Unsere gemeinsame Reise in Nicaragua ging nach sieben Tagen zu Ende, aber wir waren noch nicht ganz fertig mit unserem Programm. Zwei Monate später, im April, stand das große Wiedersehen an. Dazu trafen wir uns in der Kaffeeschule von Thomas und Nadine, in Hannover. Nachdem wir in Nicaragua unser eigenes Fermentationsexperiment gestartet hatten, konnten wir nun endlich unsere Ergebnisse verkosten! Thomas und Nadine haben unsere drei unterschiedlich aufbereiteten Kaffees mit nach Deutschland genommen und Thomas hat sie vor unserem Treffen geröstet.
Zur Erinnerung: Wir haben die Kirschen in der Reserva El Jaguar geerntet und nach dem Sortieren auf drei verschiedene Tanks verteilt. Die Tanks wurden zusätzlich zu den Kirschen mit Wasser und jeweils einem anderen „Fermentationsstarter“ befüllt. Die drei Zugaben waren Milchsäurebakterien, Hefe und Kombucha samt Pilz. Das Ganze wurde verschlossen und für drei Tage stehen gelassen. Danach trafen wir die Tanks auf einer Aufbereitungsstation wieder, haben das Wasser abgelassen und legten die unterschiedlich fermentierten Kirschen getrennt voneinander aus.

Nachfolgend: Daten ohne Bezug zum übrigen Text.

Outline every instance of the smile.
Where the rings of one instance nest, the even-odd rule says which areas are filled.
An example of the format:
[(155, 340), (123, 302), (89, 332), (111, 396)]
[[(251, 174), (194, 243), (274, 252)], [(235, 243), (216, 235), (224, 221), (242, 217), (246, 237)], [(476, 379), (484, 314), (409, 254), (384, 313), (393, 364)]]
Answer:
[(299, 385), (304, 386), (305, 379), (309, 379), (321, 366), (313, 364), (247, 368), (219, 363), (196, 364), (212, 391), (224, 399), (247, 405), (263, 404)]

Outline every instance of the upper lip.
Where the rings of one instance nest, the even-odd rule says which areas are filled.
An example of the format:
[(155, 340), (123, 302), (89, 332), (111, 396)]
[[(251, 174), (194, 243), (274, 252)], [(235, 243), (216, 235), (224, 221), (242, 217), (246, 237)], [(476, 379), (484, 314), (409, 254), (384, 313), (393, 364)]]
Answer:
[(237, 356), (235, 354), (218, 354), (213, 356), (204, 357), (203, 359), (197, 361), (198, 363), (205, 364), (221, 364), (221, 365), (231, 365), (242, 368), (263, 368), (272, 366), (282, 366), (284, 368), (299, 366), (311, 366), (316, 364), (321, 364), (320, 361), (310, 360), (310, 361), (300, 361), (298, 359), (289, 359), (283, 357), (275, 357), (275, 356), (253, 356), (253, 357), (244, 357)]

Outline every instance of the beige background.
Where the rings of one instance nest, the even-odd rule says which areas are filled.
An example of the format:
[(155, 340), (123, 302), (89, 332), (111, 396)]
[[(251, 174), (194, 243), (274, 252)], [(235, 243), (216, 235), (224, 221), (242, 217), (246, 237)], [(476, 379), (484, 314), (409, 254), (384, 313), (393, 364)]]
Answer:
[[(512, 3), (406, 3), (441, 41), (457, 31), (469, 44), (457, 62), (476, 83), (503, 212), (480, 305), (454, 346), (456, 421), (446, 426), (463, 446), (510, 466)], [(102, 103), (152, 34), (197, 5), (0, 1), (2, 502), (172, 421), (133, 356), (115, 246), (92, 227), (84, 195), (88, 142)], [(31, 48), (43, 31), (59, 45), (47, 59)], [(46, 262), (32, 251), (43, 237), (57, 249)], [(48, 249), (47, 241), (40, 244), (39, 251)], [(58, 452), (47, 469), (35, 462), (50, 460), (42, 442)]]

Nach dem Trocknen wurde das Fruchtfleisch entfernt. Als fertig aufbereiteter Roh- bzw. Röstkaffee konnten wir unser Experiment in Hannover beenden. Und das Ergebnis: auf jeden Fall interessant! Die Blindverkostung hat uns gezeigt, wie unterschiedlich die gleichen Bohnen schmecken können. Es war wirklich nicht zu erkennen, dass die Kaffees von ein und derselben Farm stammten und es sich um nur eine Varietät handelte. Zugegeben, der mit Bierhefe fermentierte Kaffee entsprach nicht so meinem Geschmack, aber der Effekt war trotzdem erstaunlich. Gewonnen hat meiner Meinung nach aber der Kaffee der mit Milchsäurebakterien fermentiert wurde. Hier entwickelten sich weiche und fruchtige Aromen, die sich sehr harmonisch zueinander verhielten. Vor allem das samtige Mundgefühl stach hier hervor.
Man darf gespannt sein, welche Rolle der fermentierte Kaffee in Zukunft tatsächlich spielen wird. Grade stehen die Zeichen für diese Herangehensweisen in der Aufbereitung gut. Doch Kaffee hat schon viele neue Entwicklungen und „Trends“ erlebt. Viele davon waren nur von kurzer Dauer. Ich persönlich glaube, dass es mit den Fermentationsprozessen anders sein wird. Hier haben die Produzierenden ein Werkzeug in die Hand bekommen, mit dem es möglich ist, Kaffeekirschen vom selben Strauch unterschiedlich schmecken zu lassen und unterschiedliche Preise nehmen zu können. Und vielleicht bewahrt so etwas auch das spezielle im Specialty Coffee, wenn die Auswirkungen des Klimawandels immer spürbarer werden.
Auch wir bei VAN DYCK werden diese Entwicklung beobachten und hoffen, dass wir bald mehr Bio-zertifizierte, speziell aufbereitete Kaffees finden werden.
Als Fazit zu meiner Zeit in Nicaragua kann ich sagen, dass es unglaublich bereichernd war, diese Tour zu machen. Thomas und Nadine haben ein tolles Programm auf die Beine gestellt und man merkt wie sehr sie sich in dieses Land und seine Menschen verliebt haben. Mein persönliches Highlight waren auf jeden Fall die Tage in der Reserva El Jaguar. Der Regenwald, der Anbau und seine Bedingungen und die Menschen die in diesen abgelegenen Regionen leben und arbeiten, das alles hat einen riesigen Eindruck hinterlassen. Was wir sahen, war nicht nur positiv und Balsam für das Herz eines Kaffeeliebhabers. Die Herausforderungen wie Armut, Klimawandel und Abwanderung hinterlassen deutliche Spuren in den Anbauregionen. Aber es war mindestens genauso wichtig, neben den vielen tollen Eindrücken auch diese Seiten zu sehen. Beide Seiten gehören zur Realität des Kaffeekonsums, die wir hier, in den Kaffeekonsumländern in dieser Deutlichkeit viel zu selten zu sehen bekommen.
Wer also schon länger mit dem Gedanken spielt, an einem solchen Programm teilzunehmen oder gar auf eigene Faust in ein Kaffeeanbauland zu reisen, sollte dies unbedingt tun. Es lohnt sich!